Rentenkürzungsprogramm

Die Rente mit 67 ist ein Rentenkürzungsprogramm. Um den Beitragssatz der Arbeitgeber nicht zu erhöhen, wird auf der Ausgabenseite gekürzt. Wer künftig vor seinem 67. Lebensjahr aus dem Arbeitsleben ausscheiden will, muss eine Rentenkürzung von bis zu 14,4 Prozent hinnehmen.

Prekäre Beschäftigung

Die Flexibilisierung des Arbeitsmarktes hat wesentlich zur ungerechten Einkommensverteilung beigetragen. Vor allem mit der Möglichkeit, zeitlich unbegrenzt Leiharbeiter einsetzen zu können, haben die Arbeitgeber ein Instrument zur Lohndrückerei bekommen. Missbrauch, um Lohnkosten zu senken, wird aber auch durch befristete Arbeitsverhältnisse, Teilzeitjobs und 400-Euro-Minijobs getrieben.

Niedrige Lohnabschlüsse

Ehrlicherweise müssen wir aber auch die zurückhaltenden Lohnabschlüsse der letzten zehn Jahre benennen. In Deutschland hatten wir in diesem Zeitraum die niedrigsten Lohnerhöhungen in ganz Europa.
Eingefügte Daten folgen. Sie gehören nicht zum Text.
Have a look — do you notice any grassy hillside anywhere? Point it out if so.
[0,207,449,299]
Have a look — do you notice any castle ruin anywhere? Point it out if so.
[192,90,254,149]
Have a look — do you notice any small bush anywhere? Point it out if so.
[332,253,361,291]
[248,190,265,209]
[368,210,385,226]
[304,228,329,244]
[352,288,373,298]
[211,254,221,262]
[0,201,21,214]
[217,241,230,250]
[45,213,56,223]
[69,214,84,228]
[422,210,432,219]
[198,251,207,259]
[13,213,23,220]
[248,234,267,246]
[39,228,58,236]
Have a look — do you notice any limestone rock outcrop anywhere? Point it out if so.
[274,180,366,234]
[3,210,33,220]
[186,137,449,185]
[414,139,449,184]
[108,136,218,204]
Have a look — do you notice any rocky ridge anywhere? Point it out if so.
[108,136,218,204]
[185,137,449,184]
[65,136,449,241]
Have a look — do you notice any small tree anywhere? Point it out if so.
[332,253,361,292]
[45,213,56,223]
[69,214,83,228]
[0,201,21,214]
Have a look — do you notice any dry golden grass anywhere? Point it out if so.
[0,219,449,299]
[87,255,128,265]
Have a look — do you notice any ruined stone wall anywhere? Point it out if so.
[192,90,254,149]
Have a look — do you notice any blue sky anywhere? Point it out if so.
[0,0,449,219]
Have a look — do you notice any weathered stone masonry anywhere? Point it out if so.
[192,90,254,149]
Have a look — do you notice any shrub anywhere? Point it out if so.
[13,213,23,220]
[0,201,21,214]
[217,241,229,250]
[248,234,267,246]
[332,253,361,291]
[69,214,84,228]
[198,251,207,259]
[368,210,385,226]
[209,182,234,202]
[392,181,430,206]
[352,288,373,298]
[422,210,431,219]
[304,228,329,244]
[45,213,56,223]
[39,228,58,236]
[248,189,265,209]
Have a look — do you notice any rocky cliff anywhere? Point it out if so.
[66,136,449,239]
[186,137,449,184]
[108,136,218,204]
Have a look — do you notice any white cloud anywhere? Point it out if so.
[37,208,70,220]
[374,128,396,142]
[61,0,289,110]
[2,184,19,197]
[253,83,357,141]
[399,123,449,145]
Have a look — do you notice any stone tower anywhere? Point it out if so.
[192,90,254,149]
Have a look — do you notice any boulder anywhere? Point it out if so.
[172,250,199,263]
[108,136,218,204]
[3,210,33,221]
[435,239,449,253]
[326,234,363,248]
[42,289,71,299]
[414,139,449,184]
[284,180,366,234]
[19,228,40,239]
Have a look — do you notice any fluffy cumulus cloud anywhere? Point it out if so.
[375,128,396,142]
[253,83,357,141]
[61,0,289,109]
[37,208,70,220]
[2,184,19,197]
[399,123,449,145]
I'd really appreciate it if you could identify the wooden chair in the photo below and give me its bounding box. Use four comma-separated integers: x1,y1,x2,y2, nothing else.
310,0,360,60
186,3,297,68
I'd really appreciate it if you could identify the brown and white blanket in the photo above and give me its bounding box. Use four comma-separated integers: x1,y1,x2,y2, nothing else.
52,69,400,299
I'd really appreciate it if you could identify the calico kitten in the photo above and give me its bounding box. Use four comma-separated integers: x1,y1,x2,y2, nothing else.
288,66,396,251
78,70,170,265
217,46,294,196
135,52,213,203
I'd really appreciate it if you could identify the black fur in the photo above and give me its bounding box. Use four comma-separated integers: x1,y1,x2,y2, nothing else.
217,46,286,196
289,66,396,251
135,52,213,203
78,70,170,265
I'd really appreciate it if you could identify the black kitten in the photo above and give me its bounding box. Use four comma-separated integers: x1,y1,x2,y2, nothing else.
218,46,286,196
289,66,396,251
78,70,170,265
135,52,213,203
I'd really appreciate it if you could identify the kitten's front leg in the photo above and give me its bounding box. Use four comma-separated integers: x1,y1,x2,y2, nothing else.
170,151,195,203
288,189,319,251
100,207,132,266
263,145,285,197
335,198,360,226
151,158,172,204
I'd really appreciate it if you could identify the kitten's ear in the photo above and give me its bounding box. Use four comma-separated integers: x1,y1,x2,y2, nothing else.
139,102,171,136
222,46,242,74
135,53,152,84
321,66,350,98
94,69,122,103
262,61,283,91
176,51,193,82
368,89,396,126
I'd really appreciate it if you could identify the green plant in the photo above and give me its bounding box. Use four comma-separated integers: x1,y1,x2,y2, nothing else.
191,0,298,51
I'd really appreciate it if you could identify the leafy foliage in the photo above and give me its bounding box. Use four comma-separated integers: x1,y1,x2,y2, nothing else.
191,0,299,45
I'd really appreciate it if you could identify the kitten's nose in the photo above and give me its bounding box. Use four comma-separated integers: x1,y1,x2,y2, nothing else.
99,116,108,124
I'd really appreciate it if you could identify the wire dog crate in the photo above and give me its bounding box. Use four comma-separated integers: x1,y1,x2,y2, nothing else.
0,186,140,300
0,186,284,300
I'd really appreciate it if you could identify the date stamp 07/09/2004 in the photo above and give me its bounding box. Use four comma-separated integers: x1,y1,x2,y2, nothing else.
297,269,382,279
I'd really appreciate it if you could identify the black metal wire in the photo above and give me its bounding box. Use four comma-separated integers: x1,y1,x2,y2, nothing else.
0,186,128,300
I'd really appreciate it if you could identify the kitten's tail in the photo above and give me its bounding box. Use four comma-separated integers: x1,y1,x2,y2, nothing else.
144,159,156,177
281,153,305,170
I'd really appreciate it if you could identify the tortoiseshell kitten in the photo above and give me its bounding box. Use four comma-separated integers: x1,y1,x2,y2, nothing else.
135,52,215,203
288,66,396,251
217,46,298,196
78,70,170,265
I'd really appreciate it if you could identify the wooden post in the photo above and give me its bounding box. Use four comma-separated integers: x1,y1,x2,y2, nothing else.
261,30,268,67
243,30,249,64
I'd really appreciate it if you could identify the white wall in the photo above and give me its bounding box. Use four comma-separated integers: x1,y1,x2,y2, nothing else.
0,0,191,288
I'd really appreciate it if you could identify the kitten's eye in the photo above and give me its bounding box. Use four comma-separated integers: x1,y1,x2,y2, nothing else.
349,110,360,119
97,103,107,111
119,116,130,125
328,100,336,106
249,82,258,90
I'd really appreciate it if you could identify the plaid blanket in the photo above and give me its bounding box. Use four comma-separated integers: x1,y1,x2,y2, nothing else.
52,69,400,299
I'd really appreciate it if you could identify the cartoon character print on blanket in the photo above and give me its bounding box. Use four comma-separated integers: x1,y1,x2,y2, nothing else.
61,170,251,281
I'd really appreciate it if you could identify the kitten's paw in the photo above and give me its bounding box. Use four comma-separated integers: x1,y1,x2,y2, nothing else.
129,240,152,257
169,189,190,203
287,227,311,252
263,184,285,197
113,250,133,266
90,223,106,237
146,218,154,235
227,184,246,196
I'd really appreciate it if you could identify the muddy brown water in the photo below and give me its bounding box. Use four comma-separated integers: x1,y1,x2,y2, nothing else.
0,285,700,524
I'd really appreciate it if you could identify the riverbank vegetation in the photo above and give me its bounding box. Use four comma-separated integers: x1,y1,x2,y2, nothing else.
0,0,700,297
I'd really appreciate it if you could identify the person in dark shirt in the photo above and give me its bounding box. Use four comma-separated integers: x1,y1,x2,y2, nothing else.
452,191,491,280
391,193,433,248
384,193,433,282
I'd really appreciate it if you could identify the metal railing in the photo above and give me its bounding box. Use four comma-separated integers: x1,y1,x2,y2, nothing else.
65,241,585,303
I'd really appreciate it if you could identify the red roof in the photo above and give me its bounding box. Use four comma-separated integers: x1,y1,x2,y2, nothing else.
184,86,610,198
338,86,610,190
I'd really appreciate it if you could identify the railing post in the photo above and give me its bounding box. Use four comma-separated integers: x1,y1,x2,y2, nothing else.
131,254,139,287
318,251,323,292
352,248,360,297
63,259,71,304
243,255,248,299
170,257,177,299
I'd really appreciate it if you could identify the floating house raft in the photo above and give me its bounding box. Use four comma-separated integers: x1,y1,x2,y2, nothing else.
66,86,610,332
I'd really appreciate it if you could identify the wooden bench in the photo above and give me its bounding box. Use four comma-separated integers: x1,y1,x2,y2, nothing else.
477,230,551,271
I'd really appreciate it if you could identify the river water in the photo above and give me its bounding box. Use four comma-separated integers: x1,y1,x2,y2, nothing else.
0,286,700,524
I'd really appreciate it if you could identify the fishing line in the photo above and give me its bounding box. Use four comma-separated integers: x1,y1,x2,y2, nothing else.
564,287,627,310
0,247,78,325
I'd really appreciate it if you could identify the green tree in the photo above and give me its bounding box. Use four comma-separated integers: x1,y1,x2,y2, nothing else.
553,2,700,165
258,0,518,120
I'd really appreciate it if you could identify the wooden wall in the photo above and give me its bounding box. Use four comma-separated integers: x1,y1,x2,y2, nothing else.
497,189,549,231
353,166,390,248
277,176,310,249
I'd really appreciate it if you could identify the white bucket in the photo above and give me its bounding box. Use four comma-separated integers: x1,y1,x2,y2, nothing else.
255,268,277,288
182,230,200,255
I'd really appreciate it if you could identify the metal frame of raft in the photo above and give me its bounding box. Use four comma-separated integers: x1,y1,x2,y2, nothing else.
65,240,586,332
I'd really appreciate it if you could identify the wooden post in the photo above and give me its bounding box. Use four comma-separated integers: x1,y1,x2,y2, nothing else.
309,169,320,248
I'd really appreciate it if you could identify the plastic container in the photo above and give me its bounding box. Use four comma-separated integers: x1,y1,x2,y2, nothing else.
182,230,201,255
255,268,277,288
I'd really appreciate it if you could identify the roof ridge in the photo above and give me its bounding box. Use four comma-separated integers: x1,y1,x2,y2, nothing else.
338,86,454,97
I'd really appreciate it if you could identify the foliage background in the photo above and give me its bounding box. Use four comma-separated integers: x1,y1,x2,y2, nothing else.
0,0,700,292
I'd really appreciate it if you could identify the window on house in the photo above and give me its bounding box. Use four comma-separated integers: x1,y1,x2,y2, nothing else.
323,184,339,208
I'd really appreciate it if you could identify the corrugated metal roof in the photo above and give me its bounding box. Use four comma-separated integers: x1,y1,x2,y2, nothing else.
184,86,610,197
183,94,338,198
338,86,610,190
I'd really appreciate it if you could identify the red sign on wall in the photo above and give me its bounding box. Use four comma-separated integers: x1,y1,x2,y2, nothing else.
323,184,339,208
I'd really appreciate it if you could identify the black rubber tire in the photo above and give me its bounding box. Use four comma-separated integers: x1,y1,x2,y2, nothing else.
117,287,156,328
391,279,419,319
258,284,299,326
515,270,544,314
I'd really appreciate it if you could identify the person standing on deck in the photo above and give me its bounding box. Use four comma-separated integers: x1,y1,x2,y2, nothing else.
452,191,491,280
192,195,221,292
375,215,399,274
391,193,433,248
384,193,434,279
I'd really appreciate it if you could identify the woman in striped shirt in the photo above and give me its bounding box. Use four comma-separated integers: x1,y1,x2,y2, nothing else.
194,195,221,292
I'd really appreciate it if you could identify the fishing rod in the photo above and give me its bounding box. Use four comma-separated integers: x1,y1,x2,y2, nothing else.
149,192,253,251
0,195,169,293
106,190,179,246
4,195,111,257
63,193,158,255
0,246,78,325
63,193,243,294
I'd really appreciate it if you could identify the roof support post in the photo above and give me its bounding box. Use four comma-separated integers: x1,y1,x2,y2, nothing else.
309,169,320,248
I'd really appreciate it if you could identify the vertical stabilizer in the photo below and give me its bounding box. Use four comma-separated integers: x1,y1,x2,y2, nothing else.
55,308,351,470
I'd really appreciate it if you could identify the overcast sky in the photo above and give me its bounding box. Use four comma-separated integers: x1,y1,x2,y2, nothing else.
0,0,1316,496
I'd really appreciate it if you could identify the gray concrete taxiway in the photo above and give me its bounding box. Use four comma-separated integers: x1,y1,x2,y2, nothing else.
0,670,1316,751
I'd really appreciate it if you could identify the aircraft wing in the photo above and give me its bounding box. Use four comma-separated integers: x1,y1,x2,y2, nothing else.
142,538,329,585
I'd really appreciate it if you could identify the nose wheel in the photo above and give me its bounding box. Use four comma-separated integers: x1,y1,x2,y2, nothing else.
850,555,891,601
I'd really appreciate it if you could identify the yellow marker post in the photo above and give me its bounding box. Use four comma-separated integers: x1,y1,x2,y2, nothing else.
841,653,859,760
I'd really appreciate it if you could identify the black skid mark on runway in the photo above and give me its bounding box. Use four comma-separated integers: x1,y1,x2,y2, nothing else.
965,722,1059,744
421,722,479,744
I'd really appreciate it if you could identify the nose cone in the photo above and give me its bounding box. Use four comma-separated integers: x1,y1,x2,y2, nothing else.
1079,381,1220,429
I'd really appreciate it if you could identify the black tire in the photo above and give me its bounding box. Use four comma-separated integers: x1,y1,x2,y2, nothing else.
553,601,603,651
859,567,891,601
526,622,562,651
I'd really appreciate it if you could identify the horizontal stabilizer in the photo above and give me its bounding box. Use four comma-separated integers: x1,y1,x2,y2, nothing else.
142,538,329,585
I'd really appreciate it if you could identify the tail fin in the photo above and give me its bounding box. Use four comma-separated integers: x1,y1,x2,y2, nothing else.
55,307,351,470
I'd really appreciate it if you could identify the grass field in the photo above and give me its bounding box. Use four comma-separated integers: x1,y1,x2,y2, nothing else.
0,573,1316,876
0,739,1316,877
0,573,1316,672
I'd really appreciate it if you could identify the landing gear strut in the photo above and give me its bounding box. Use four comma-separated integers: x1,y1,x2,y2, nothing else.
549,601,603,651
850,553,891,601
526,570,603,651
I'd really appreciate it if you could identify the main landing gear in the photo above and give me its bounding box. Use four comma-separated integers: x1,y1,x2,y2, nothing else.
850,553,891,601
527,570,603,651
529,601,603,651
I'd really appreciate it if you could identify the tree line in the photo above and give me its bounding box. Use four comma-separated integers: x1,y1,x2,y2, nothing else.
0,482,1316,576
Der "Wirtschaftsweise" Peter Bofinger betont, dass die Lohnerhöhungen in diesem Zeitraum jährlich um ein Prozent höher hätten ausfallen können, ohne dass dies der Wirtschaft irgendwie geschadet hätte.

"Sparpaket" zu Lasten der Ärmsten

Das 80-Milliarden-"Sparpaket" vom Herbst 2010 ist ein Paket, das die Ärmsten im Lande, nämlich die Langzeitarbeitslosen, zur Kasse bittet, während die Wirtschaft weitgehend verschont bleibt.

Der Atom-Deal

Die Sondersteuer für die Atomindustrie wurde mit der Laufzeitverlängerung für Atomkraftwerke belohnt. Die energieintensive Industrie hat sich gegen den Abbau von Energiesteuervergünstigungen gespreizt. Die Politik hat nachgegeben. Dafür wurde jetzt die Tabaksteuer erhöht.

Gegen all das wollen wir am 1. Mai lautstark protestieren. Und uns an das schöne Kinderlied erinnern: "Einer ist keiner. Zwei sind mehr als einer. Sind wir aber erst zu dritt, dann machen auch die andern mit." Für Kinder wird beim DGB-Familienfest am 1. Mai in München übrigens auch einiges geboten.